Compliance Frameworks
- GDPR
- Data subject access requests can be audited through the log viewer and version history.
- Data retention policies can be enforced via TTL settings.
- Sensitive data can be purged from the system using administrative tools.
- PCI DSS
- Enforce TLS 1.2+ for all data in transit.
- Restrict administrative access to authorized personnel only.
- HIPAA
- Covered entities can leverage audit logs and encryption features to satisfy data access and integrity requirements.
- FedRAMP
- Details on FedRAMP compliance are forthcoming.
Vulnerability Management & Security Policy
Reporting a Vulnerability
If you discover any security issues, please let us know by one of the following methods:
- GitHub Private Security Advisories
Submit a private advisory on this repository. - Email
Send an email to security@openiap.io.
We aim to acknowledge all valid reports within 48 hours.
Supported Versions
We actively provide security fixes for the two most recent major releases.

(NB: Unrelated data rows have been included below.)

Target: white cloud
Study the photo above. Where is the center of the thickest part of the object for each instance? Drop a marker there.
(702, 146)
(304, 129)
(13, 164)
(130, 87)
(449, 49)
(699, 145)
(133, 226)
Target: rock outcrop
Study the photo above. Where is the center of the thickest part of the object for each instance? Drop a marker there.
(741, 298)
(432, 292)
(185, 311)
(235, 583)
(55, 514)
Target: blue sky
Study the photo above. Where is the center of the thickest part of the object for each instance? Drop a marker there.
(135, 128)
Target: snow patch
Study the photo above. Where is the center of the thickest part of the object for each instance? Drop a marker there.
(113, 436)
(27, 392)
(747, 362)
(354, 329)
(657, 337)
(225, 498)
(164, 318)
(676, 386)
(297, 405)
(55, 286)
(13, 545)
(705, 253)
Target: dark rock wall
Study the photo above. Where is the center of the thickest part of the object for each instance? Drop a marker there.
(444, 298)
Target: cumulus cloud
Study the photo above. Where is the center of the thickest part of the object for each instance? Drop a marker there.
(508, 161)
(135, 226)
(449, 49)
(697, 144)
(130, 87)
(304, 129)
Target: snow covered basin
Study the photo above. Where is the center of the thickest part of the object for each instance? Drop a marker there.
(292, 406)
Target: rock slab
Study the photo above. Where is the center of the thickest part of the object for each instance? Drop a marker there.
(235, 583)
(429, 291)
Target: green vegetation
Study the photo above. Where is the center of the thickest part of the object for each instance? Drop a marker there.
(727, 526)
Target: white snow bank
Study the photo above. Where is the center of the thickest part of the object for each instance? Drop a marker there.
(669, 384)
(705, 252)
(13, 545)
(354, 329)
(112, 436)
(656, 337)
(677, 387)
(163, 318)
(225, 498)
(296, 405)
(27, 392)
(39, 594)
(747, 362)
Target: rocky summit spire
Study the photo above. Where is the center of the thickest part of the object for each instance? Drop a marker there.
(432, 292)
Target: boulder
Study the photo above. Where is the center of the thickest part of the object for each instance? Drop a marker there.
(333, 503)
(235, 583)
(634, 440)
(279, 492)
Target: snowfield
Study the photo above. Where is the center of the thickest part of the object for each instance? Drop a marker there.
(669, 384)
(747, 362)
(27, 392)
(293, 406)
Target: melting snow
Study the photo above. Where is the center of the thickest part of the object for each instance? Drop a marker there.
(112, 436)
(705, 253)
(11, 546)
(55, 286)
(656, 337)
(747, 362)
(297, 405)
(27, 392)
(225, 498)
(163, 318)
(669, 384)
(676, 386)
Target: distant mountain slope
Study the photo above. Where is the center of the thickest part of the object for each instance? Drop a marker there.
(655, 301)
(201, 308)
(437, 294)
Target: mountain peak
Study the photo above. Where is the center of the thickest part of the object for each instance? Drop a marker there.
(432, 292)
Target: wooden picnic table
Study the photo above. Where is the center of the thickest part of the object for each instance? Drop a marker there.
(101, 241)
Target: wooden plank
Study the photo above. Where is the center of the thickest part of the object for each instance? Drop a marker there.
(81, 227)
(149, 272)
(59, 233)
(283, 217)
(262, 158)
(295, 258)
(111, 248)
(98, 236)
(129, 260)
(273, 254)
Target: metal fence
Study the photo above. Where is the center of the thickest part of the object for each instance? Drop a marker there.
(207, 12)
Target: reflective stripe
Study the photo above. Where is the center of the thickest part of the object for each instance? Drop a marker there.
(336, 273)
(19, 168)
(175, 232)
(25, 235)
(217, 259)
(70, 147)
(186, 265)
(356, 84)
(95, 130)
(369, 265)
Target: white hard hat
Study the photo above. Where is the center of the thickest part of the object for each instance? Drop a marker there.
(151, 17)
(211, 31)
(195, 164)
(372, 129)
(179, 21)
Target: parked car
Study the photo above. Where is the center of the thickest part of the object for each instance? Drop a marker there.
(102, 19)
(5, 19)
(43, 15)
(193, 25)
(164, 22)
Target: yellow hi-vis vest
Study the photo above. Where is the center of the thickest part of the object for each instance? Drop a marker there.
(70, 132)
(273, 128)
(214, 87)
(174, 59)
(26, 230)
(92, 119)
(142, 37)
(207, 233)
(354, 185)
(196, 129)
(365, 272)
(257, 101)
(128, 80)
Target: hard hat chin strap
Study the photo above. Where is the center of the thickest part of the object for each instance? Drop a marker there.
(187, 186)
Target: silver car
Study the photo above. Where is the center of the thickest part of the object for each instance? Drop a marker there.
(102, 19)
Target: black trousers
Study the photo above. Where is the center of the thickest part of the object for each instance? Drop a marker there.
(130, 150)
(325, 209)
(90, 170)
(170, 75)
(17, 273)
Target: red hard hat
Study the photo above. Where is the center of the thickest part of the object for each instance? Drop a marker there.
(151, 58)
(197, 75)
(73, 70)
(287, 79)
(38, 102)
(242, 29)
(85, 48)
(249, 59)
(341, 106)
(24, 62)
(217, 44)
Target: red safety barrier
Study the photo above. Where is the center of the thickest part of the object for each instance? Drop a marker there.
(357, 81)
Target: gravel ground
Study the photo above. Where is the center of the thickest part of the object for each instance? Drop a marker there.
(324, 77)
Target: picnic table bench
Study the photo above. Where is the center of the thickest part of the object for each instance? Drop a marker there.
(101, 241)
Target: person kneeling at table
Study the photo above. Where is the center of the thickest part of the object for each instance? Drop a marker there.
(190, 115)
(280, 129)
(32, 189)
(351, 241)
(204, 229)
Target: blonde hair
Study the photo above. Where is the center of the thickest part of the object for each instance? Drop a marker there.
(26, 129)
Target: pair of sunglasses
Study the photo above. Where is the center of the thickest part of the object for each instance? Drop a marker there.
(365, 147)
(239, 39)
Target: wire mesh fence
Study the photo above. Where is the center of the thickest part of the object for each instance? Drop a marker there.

If you’re running an older version, please upgrade to continue receiving important updates.
Security Updates
- GitHub Security Advisories
Subscribe to be notified of any published advisories. - Dependabot & Automated Scans
We use Dependabot and GitHub’s code-scanning tools to catch vulnerabilities early. - Third-Party Review & Penetration Testing
We engage with independent auditors—hired by organizations using our platform—to perform annual code reviews and active penetration tests.
Disclosure & Bounty
- Public disclosure is encouraged once a fix is available.
- We do not currently run a paid bug-bounty program.
Thank you for helping us keep the project secure!
Summary of Best Practices
Area | Recommendation |
---|---|
Authentication | Enforce SSO (OIDC/SAML); enable MFA |
Authorization | Use RBAC; define least‑privilege roles |
Encryption | TLS everywhere; enable mTLS; encrypt data in API & database |
Secrets Management | Avoid hard‑coded credentials |
Network & Host Hardening | Restrict ports; run non‑root containers; apply patches |
Auditing & Compliance | Enable audit logging; integrate with SIEM; configure TTLs |
Vulnerability Management | Subscribe to advisories; enable Dependabot; patch promptly |
By following these guidelines and leveraging OpenCore’s built‑in security features, you can deploy a robust, compliant, and secure automation platform suitable for enterprise environments.